The saying is - "beware Greeks bearing gifts". In this case the EU is asking - do we give the Greeks any more gifts? Looking at the Greek financial problems and the consequences of the EU being too kind to its spendthrift neighbour I fear that brinkmanship by the Greeks will scupper any deal. 
“A deal may still be possible but the Greek side will have to move most,” said Guntram Wolff, head of the Bruegel thinktank in Brussels.
As the Guardian reports: It is not only northern German-led fiscal hawks who are resisting the demands of Tsipras. Spain and Portugal, who have also been bailed out and having gone through their own wrenching austerity programmes, show no sign of being generous to the Greeks.
And why should these countries - who have been through the pain - and done the right thing, bail out their neighbour who refuses to 
France and Italy, meanwhile, though broadly sympathetic to an easing of fiscal rigour, have been irritated by Tsipras’ megaphone diplomacy, seen in Brussels and elsewhere as importunate, hubristic and counter-productive. 
For my part I would not be giving the Greeks any money unless they left the straight jacket of the Euro.

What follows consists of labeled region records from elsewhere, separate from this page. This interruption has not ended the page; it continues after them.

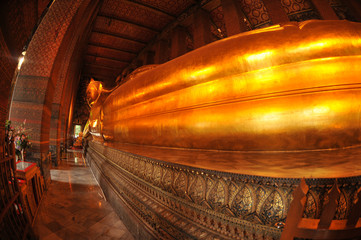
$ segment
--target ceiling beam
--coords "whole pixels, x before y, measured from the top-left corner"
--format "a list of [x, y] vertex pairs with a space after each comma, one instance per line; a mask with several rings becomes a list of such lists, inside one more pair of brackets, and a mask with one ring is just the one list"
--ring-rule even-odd
[[114, 15], [110, 16], [110, 15], [106, 15], [106, 14], [103, 14], [103, 13], [99, 13], [98, 17], [105, 17], [105, 18], [109, 18], [109, 19], [114, 19], [114, 20], [117, 20], [117, 21], [120, 21], [120, 22], [123, 22], [123, 23], [133, 25], [133, 26], [138, 27], [138, 28], [143, 28], [146, 31], [151, 31], [151, 32], [154, 32], [154, 33], [159, 33], [160, 32], [158, 29], [154, 29], [154, 28], [147, 27], [147, 26], [144, 26], [144, 25], [139, 24], [139, 23], [135, 23], [135, 22], [132, 22], [132, 21], [129, 21], [129, 20], [125, 20], [125, 19], [122, 19], [122, 18], [114, 16]]
[[89, 66], [89, 67], [94, 67], [94, 68], [103, 68], [103, 69], [108, 69], [108, 70], [119, 70], [121, 72], [121, 70], [123, 70], [124, 67], [110, 67], [110, 66], [106, 66], [106, 65], [102, 65], [102, 64], [94, 64], [94, 63], [85, 63], [84, 66]]
[[137, 43], [137, 44], [146, 45], [146, 42], [135, 40], [135, 39], [132, 39], [132, 38], [120, 35], [120, 34], [116, 34], [116, 33], [106, 32], [106, 31], [102, 31], [102, 30], [99, 30], [99, 29], [95, 29], [92, 32], [98, 33], [98, 34], [103, 34], [103, 35], [109, 35], [109, 36], [112, 36], [112, 37], [115, 37], [115, 38], [119, 38], [119, 39], [130, 41], [130, 42], [134, 42], [134, 43]]
[[112, 46], [107, 46], [107, 45], [103, 45], [103, 44], [100, 44], [100, 43], [89, 42], [88, 45], [93, 46], [93, 47], [110, 49], [110, 50], [117, 51], [117, 52], [129, 53], [129, 54], [132, 54], [132, 55], [137, 55], [138, 54], [137, 52], [132, 52], [132, 51], [125, 50], [125, 49], [114, 48]]
[[166, 16], [172, 18], [172, 20], [176, 19], [176, 16], [174, 16], [174, 15], [172, 15], [172, 14], [170, 14], [170, 13], [164, 11], [164, 10], [161, 10], [159, 8], [156, 8], [156, 7], [141, 3], [140, 1], [137, 1], [137, 0], [135, 0], [135, 1], [123, 0], [123, 2], [127, 2], [129, 4], [140, 6], [140, 7], [144, 8], [144, 9], [146, 9], [148, 11], [152, 11], [152, 12], [154, 12], [156, 14], [166, 15]]
[[116, 58], [104, 57], [104, 56], [99, 56], [99, 55], [91, 54], [91, 53], [87, 53], [86, 56], [95, 57], [95, 58], [103, 58], [103, 59], [112, 60], [112, 61], [116, 61], [116, 62], [120, 62], [120, 63], [125, 63], [125, 64], [129, 64], [129, 63], [130, 63], [130, 62], [127, 62], [127, 61], [122, 61], [122, 60], [116, 59]]

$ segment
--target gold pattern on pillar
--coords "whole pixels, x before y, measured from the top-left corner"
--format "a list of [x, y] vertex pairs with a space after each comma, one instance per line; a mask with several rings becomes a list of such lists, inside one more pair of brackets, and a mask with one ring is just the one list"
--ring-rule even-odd
[[272, 24], [267, 9], [261, 0], [239, 0], [242, 11], [247, 17], [251, 29], [267, 27]]
[[224, 13], [222, 6], [218, 6], [210, 12], [211, 16], [211, 32], [213, 35], [213, 41], [226, 38], [227, 30], [224, 22]]
[[281, 4], [290, 21], [321, 19], [311, 0], [281, 0]]

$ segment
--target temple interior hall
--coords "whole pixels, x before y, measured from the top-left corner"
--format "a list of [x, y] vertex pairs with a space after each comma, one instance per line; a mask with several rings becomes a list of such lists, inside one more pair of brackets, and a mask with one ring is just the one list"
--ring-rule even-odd
[[361, 239], [360, 0], [2, 0], [0, 240]]

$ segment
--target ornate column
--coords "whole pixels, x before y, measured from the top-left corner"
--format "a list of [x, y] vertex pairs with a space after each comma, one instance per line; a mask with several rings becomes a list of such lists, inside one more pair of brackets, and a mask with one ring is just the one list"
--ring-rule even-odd
[[168, 42], [160, 40], [155, 44], [154, 63], [162, 64], [167, 61]]
[[209, 13], [203, 9], [198, 9], [198, 11], [194, 14], [194, 49], [212, 42], [210, 25]]
[[186, 29], [177, 26], [172, 33], [171, 59], [179, 57], [187, 52]]
[[263, 0], [263, 3], [273, 24], [290, 21], [279, 0]]
[[324, 20], [338, 20], [335, 11], [329, 4], [328, 0], [311, 0], [317, 11]]
[[238, 0], [221, 0], [227, 35], [232, 36], [247, 31], [244, 16]]

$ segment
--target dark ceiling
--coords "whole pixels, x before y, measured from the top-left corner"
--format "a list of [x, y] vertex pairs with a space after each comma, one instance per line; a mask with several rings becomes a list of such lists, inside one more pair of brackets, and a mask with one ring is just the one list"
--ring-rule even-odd
[[114, 82], [196, 0], [104, 0], [84, 55], [83, 76]]

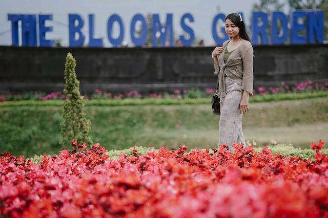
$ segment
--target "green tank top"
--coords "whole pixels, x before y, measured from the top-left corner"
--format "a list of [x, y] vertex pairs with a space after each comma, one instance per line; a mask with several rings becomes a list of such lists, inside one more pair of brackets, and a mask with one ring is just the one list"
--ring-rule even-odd
[[224, 54], [223, 54], [223, 62], [224, 63], [227, 62], [227, 60], [228, 60], [228, 58], [229, 57], [230, 55], [234, 52], [234, 51], [235, 51], [234, 49], [231, 51], [231, 52], [228, 52], [228, 50], [225, 49], [225, 51], [224, 51]]

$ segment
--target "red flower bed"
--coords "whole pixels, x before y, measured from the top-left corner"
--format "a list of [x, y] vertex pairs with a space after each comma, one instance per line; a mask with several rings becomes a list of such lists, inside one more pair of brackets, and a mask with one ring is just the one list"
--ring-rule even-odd
[[2, 155], [1, 217], [328, 216], [328, 156], [318, 150], [315, 160], [241, 145], [111, 160], [98, 144], [73, 144], [81, 152], [38, 164]]

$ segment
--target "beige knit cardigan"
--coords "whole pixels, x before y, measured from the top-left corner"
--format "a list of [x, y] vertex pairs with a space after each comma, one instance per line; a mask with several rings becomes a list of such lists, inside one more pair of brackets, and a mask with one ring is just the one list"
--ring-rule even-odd
[[220, 102], [223, 103], [225, 97], [225, 83], [224, 74], [237, 84], [241, 85], [241, 89], [253, 95], [253, 57], [254, 51], [250, 42], [244, 40], [231, 53], [227, 60], [223, 61], [223, 54], [228, 43], [231, 41], [225, 41], [222, 47], [223, 51], [218, 56], [219, 68], [214, 61], [214, 74], [219, 76], [219, 97]]

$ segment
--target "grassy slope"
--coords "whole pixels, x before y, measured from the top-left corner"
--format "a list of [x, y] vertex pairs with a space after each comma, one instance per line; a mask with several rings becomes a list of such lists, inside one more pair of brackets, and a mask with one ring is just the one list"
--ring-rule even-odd
[[[253, 103], [250, 107], [243, 118], [244, 135], [258, 145], [272, 139], [302, 147], [319, 138], [328, 142], [328, 98]], [[53, 106], [0, 108], [0, 152], [27, 157], [58, 152], [61, 110]], [[214, 147], [217, 142], [219, 117], [209, 104], [92, 106], [86, 112], [94, 142], [108, 150], [134, 145]]]

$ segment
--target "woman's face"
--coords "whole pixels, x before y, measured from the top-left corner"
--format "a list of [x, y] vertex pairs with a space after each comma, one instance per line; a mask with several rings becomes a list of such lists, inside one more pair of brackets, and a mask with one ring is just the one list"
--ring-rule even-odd
[[225, 20], [225, 32], [230, 38], [235, 38], [239, 34], [239, 28], [228, 18]]

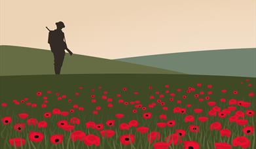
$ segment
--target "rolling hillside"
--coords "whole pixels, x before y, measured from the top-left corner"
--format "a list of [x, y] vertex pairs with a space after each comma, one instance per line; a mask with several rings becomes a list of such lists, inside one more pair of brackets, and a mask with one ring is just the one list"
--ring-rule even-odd
[[[49, 50], [0, 46], [0, 75], [54, 74], [53, 55]], [[162, 69], [103, 58], [66, 54], [62, 74], [178, 73]]]
[[256, 77], [256, 48], [189, 52], [116, 60], [191, 74]]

It is obvious they are incapable of living within their means. So let them quit the euro and devalue their own currency. But, of course, the Greeks do not want that. Even the far left new Greek government still wants the rest of Europe to pay its bills. 

Finally, the father of the House of Commons, Sir Peter Tapsell (aged 85) asked a very good question at PMQs yesterday, underlining the threat of Greece embracing Russia and the return to Cold War satellite states:
Sir Peter Tapsell (Louth and Horncastle) (Con): May I put it to the Prime Minister that from President Monroe onwards it has been generally acknowledged by leaders of great powers that, for the avoidance of war, it is often wise to acknowledge the concept of traditional spheres of authority and power; and that although Ukraine is of absolutely no significant strategic importance to Britain, Greece most certainly is; and that unless western statesmen show rather greater skills than they have in recent years, Greece will pass into the Russian sphere of influence without a shot being fired?

The Prime Minister: It is difficult to answer the Father of the House without a long, historical exegesis, but I would argue that, when it comes to Ukraine, it does matter on our continent of Europe that we do not reward aggression and brutality with appeasement; that would be wrong. That is why it is right to have the sanctions in place, right to keep the European Union and America together on the issue, and right to stand up to President Putin. On Greece, of course there is a British interest, which is that we want stability and growth on the continent of Europe. The eurozone crisis has held that growth and stability back; we want those concerned to come to a reasonable agreement so that Europe can move forward. It is good that the British economy is growing and jobs are being generated, but we have to recognise that our largest market at the moment is still relatively stagnant, and the situation in Greece does not help that.